Mr Miliband said in a speech delivered at Massachusetts Institute of Technology that conditions made it possible for sides to come together since the current military surge has been seen as a success.
“But my argument today is that now is the time for the Afghans to pursue a political settlement with as much vigour and energy as we are pursuing the military and civilian effort,” said Mr Miliband, a 1990 MIT graduate.
“The political settlement needs to be external as well as internal, involving all of Afghanistan’s neighbours, as well as those parts of the insurgency willing permanently to sever ties with al Qaida, to give up their armed struggle, and live within the Afghan constitutional framework.”
Mr Miliband acknowledged that “violence of the most murderous ... kind started this war”, but he said politics could bring an end to it.
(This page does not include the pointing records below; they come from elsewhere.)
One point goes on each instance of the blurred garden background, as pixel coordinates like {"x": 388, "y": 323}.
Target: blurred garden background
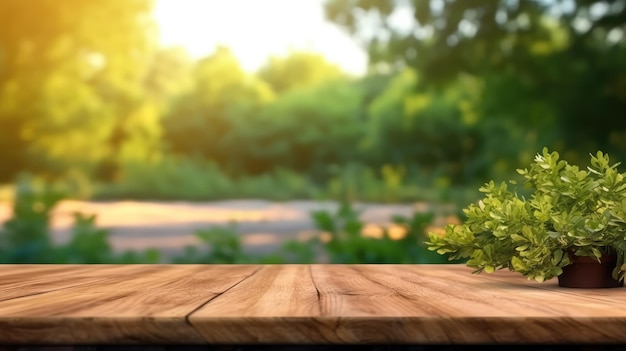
{"x": 335, "y": 130}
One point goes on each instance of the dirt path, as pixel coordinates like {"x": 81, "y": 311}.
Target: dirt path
{"x": 170, "y": 226}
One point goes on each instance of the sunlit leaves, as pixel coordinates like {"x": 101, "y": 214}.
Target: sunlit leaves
{"x": 570, "y": 211}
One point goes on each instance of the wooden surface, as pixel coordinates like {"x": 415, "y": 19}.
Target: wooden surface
{"x": 255, "y": 304}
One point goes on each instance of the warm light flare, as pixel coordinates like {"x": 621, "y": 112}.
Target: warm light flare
{"x": 256, "y": 29}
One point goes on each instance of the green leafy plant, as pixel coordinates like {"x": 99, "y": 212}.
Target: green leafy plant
{"x": 569, "y": 211}
{"x": 347, "y": 244}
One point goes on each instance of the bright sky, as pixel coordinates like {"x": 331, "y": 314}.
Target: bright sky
{"x": 256, "y": 29}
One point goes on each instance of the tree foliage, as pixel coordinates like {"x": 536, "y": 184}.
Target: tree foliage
{"x": 66, "y": 82}
{"x": 552, "y": 71}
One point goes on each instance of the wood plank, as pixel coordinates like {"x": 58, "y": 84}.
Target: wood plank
{"x": 262, "y": 309}
{"x": 287, "y": 304}
{"x": 407, "y": 304}
{"x": 148, "y": 306}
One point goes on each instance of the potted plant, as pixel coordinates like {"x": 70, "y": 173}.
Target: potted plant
{"x": 571, "y": 224}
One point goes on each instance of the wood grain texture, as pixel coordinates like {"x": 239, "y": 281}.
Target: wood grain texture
{"x": 125, "y": 304}
{"x": 334, "y": 304}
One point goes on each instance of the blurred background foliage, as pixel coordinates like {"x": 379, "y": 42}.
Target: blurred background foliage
{"x": 463, "y": 92}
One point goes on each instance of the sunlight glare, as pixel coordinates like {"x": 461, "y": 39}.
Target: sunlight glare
{"x": 256, "y": 29}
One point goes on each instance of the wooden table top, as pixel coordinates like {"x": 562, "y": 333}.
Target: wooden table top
{"x": 284, "y": 304}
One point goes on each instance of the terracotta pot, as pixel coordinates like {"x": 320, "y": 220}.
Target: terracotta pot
{"x": 587, "y": 272}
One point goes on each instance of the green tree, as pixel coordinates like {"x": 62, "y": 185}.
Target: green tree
{"x": 201, "y": 120}
{"x": 68, "y": 72}
{"x": 299, "y": 69}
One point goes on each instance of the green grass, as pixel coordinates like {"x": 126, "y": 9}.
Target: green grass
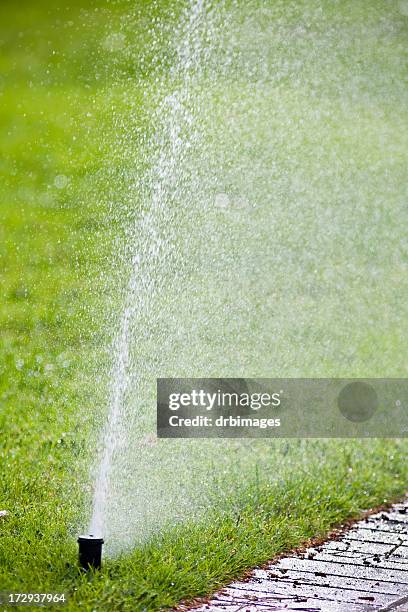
{"x": 57, "y": 238}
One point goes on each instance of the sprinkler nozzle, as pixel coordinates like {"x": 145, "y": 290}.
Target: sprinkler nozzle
{"x": 90, "y": 551}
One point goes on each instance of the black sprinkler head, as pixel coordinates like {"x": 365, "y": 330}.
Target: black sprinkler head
{"x": 90, "y": 551}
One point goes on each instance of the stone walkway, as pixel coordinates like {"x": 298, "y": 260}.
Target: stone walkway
{"x": 366, "y": 569}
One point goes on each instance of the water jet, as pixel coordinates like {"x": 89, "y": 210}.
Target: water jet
{"x": 90, "y": 551}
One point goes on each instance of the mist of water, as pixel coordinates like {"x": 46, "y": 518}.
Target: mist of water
{"x": 264, "y": 236}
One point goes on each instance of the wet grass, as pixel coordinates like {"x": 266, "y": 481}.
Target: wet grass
{"x": 57, "y": 237}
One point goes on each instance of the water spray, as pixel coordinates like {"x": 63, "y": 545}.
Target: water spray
{"x": 90, "y": 551}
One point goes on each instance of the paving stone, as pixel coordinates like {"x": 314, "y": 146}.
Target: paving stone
{"x": 366, "y": 569}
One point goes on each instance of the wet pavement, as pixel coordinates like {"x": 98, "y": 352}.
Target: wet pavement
{"x": 365, "y": 569}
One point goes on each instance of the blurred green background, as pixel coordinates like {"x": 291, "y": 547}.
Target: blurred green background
{"x": 65, "y": 93}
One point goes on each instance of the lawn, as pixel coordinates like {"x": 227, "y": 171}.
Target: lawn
{"x": 302, "y": 273}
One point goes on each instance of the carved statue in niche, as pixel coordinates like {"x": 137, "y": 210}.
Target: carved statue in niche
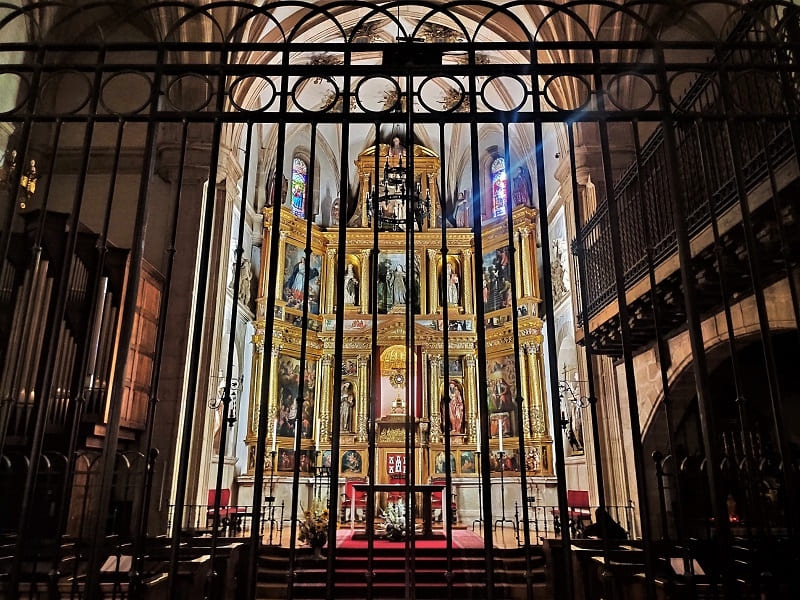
{"x": 245, "y": 279}
{"x": 348, "y": 400}
{"x": 453, "y": 285}
{"x": 455, "y": 407}
{"x": 461, "y": 210}
{"x": 558, "y": 270}
{"x": 522, "y": 188}
{"x": 350, "y": 285}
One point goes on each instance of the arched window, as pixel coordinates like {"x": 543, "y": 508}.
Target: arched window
{"x": 499, "y": 187}
{"x": 299, "y": 179}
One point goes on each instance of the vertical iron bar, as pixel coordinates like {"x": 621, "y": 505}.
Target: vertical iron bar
{"x": 212, "y": 581}
{"x": 344, "y": 198}
{"x": 662, "y": 346}
{"x": 693, "y": 316}
{"x": 374, "y": 366}
{"x": 480, "y": 326}
{"x": 550, "y": 337}
{"x": 512, "y": 249}
{"x": 444, "y": 402}
{"x": 55, "y": 318}
{"x": 754, "y": 268}
{"x": 201, "y": 294}
{"x": 309, "y": 201}
{"x": 155, "y": 381}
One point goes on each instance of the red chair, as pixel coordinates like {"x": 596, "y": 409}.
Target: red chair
{"x": 227, "y": 513}
{"x": 350, "y": 494}
{"x": 436, "y": 501}
{"x": 395, "y": 497}
{"x": 578, "y": 511}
Mr Miliband also said that the majority of insurgents aren’t committed to al Qaida’s extremist views and are motivated by their dissatisfaction with expanded international forces and corruption within the Afghan government.
He said they could be reintegrated into Afghan society, a key element to ending the war.
“Some insurgents are committed to al Qaida’s extremist agenda,” Mr Miliband said. “There will never be reconciliation with them – they must be beaten back.”
Mr Miliband’s speech comes as the Afghan government is putting finishing touches on a reintegration plan to woo low- and midlevel Taliban fighters with economic incentives.
Afghan President Hamid Karzai said this week an action plan for reintegrating Taliban fighters into society and talking with the insurgency’s top leaders will be crafted at a spring peace meeting, known as a jirga, in Kabul.
Afghan Education Minister Farooq Wardak, who is working to set up the meeting, told members of the parliament that 1,400 people will attend the three-day jirga, which will start April 29.